I remember being able to look at things in nature, things all around me, and see God in them. And praise Him. Now I just see withered leaves. And it saddens me.

This morning, I was searching for a CD that I wanted to listen to. Unfortunately, I couldn’t think of the artists name, and in the large compiled collection that is Drew and I’s CDs, I couldn’t find it. My eyes ran across another CD, and I decided to listen to it instead. It was the CD Sleepwalkers, by a group called Spur 58. The drummer in the band is a friend of Drew’s, and I had the chance to meet him a little over a year ago. It’s a CD I enjoy, so I put it in.

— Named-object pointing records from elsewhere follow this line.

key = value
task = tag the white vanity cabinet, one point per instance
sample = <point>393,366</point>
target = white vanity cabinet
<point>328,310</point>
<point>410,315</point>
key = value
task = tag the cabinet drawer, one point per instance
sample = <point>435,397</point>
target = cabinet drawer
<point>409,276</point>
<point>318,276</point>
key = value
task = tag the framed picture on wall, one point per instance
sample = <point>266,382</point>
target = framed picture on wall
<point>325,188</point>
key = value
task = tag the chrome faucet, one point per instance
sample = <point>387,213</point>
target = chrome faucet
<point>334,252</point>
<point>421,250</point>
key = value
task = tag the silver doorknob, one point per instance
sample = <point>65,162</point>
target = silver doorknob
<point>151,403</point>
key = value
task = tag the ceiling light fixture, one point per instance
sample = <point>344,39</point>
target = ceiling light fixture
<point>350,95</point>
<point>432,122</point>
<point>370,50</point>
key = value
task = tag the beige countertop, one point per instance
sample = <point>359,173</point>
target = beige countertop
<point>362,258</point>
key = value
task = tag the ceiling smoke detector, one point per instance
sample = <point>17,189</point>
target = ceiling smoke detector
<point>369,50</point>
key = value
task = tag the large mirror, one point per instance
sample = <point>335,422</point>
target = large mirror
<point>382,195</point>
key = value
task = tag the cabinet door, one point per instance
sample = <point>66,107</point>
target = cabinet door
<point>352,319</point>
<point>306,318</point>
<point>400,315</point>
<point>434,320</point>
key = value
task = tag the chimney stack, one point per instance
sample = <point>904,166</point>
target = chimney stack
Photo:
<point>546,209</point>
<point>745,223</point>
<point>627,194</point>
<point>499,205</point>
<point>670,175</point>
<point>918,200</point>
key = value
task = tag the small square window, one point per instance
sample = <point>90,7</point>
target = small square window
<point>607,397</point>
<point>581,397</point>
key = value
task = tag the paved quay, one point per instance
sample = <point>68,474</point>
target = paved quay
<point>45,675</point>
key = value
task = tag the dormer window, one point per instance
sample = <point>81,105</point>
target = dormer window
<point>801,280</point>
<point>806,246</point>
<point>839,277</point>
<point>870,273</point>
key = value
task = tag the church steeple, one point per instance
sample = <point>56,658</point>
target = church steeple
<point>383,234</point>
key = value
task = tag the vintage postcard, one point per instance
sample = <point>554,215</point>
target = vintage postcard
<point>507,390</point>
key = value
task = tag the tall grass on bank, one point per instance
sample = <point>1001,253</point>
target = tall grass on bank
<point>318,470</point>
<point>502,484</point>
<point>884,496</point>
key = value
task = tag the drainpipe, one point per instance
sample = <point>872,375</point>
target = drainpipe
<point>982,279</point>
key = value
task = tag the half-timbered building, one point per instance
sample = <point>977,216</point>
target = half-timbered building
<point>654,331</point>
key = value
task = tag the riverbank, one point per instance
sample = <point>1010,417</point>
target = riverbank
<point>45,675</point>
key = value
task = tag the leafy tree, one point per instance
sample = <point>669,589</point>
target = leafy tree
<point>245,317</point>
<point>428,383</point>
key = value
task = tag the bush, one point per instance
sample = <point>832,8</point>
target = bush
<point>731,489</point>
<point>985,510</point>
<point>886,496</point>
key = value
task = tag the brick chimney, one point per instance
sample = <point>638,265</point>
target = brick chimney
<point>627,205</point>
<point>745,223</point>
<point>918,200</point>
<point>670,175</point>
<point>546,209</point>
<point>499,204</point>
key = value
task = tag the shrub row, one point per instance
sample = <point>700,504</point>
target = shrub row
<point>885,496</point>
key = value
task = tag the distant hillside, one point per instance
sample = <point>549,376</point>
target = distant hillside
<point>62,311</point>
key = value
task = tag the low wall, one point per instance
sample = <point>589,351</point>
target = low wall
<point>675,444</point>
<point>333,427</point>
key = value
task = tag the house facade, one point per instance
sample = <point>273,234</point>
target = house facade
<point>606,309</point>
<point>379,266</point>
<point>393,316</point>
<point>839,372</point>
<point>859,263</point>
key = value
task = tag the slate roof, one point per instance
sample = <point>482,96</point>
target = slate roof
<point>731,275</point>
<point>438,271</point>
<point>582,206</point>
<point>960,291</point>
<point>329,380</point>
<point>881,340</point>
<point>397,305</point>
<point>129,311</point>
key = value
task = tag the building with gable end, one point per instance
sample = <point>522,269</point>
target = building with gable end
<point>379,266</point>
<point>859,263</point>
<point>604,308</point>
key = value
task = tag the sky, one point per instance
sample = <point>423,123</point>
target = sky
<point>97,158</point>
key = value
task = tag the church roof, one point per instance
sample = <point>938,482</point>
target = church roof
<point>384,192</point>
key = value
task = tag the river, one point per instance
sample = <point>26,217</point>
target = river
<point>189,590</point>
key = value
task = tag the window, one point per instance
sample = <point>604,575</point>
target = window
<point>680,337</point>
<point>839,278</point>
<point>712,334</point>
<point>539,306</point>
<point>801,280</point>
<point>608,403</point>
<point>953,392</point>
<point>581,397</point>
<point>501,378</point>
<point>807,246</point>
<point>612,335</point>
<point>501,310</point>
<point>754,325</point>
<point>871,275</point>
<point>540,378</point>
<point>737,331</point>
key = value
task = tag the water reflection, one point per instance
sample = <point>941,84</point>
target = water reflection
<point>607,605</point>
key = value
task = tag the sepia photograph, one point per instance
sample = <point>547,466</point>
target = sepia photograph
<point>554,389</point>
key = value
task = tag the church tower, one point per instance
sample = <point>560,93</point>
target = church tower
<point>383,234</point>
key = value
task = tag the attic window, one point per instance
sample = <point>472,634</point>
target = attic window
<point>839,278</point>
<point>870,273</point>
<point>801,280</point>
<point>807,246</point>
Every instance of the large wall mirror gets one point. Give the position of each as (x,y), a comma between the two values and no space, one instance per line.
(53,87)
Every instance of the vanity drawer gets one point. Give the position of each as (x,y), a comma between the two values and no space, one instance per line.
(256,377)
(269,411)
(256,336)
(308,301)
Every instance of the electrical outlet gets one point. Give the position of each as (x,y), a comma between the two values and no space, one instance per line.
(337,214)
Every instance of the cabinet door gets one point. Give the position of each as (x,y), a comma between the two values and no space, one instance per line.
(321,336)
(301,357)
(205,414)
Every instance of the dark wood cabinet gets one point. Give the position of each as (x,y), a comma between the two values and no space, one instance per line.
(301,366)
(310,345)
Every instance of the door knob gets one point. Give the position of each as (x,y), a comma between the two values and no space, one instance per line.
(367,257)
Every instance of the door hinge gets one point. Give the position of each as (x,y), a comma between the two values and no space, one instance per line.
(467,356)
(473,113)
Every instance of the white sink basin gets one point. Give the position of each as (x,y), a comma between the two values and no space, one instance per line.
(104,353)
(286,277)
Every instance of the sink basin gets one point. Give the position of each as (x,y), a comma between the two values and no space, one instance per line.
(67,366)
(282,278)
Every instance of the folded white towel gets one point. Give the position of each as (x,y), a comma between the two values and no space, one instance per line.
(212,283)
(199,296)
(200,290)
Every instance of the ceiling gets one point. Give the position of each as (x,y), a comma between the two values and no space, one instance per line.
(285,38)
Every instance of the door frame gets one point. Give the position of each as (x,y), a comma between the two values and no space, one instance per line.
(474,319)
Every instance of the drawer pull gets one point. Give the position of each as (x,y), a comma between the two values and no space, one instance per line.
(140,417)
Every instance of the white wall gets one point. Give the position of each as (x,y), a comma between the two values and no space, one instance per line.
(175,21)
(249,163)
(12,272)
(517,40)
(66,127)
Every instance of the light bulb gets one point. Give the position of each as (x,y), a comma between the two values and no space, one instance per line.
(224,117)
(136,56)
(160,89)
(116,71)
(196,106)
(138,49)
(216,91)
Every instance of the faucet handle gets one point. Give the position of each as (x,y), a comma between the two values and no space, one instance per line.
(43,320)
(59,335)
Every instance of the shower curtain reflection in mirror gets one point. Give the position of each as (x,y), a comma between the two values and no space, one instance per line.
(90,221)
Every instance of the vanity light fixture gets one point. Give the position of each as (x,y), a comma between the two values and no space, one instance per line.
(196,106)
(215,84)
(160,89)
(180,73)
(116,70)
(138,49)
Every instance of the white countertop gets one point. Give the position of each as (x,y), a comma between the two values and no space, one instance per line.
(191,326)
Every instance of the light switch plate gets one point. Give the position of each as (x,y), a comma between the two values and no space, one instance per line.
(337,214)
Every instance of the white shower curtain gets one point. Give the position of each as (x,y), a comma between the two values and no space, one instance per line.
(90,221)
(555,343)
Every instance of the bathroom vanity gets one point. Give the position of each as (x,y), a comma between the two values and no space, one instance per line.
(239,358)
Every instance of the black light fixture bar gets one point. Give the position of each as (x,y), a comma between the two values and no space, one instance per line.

I listened to the first few songs and drank my coffee, enjoying the ones I usually enjoyed. Then it got to track 4, and was surprised by it. It was a song I had listened to before and had liked, but it took on new meaning today. It’s the title track, and the lyrics are:

Verse 1:
Check your pulse
See if blood is rushing through
There should be a beating heart attached to you

We are sleepwalkers
Alive but not in love
We’ve forgotten, we’ve abandoned
what it means to have life

The day awaits your arrival
The day is waiting for you to wake up

Chorus:
Wake up and breathe again
There is life outside
This room you’ve run around
With your sleep-closed eyes
Come and see the daylight is running thin
Wake up and breathe

Verse 2:
life is short, there is so much to be said
We should be the sign of life and not the dead

We’re not lost stars, afraid of all this space
Let us light up, let us burn bright
And illuminate today

The day awaits your arrival
The day is waiting for you to wake up

Bridge:
I think it’s time for you to open up your eyes

It spoke to me in a whole new way today. How long have I been sleepwalking, forgetting the amazing world that God has created for me? How much have I overlooked lately? Although I don’t want to become the cheesy, overwhelming Christian I used to be, I do want to bring back the element of expectancy; looking for God in all things, rather than simply trying to get through the day. I’m tired of walking half asleep, with my gaze down at my feet, only focused on my own path ahead.
Now I know that there has been legitimate conflict in my life lately and there will be more processing through all that. I don’t want to oversimplify it. But I hope I can process it with a better perspective on life, and not do it in a half asleep stupor.